Brodie's answer does exactly what you're asking for. However, you imply that your data are large, so I will provide an alternative using "data.table", which has a function called setcolorder that will change the column order by reference.

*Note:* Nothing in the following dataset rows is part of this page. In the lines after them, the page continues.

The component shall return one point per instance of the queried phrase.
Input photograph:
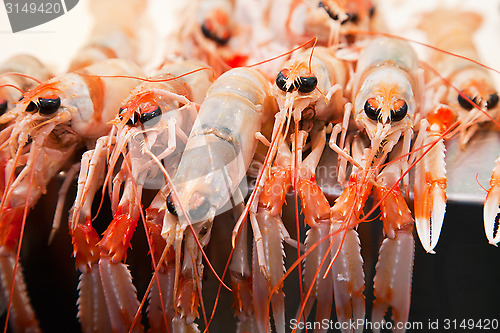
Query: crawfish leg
(241, 284)
(392, 284)
(160, 310)
(22, 317)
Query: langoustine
(150, 131)
(46, 128)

Here's a reproducible example.
Start with some simple data:
mydf <- data.frame(A = 1:2, B = 3:4, C = 5:6)
matches <- data.frame(X = 1:3, Y = c("C", "A", "B"), Z = 4:6)
mydf
# A B C
# 1 1 3 5
# 2 2 4 6
matches
# X Y Z
# 1 1 C 4
# 2 2 A 5
# 3 3 B 6
Provide proof that Brodie's answer works:
out <- mydf[matches$Y]
out
# C A B
# 1 5 1 3
# 2 6 2 4
Show a more memory efficient way to do the same thing.
library(data.table)
setDT(mydf)
mydf
# A B C
# 1: 1 3 5
# 2: 2 4 6
setcolorder(mydf, as.character(matches$Y))
mydf
# C A B
# 1: 5 1 3
# 2: 6 2 4
A5C1D2H2I1M1N2O1R2T1's solution didn't work for my data (I've a similar problem that Yilun Zhang) so I found another option:
mydf <- data.frame(A = 1:2, B = 3:4, C = 5:6)
# A B C
# 1 1 3 5
# 2 2 4 6
matches <- c("B", "C", "A") #desired order
mydf_reorder <- mydf[,match(matches, colnames(mydf))]
colnames(mydf_reorder)
#[1] "B" "C" "A"
match() find the the position of first element on the second one:
match(matches, colnames(mydf))
#[1] 2 3 1
I hope this can offer another solution if anyone is having problems!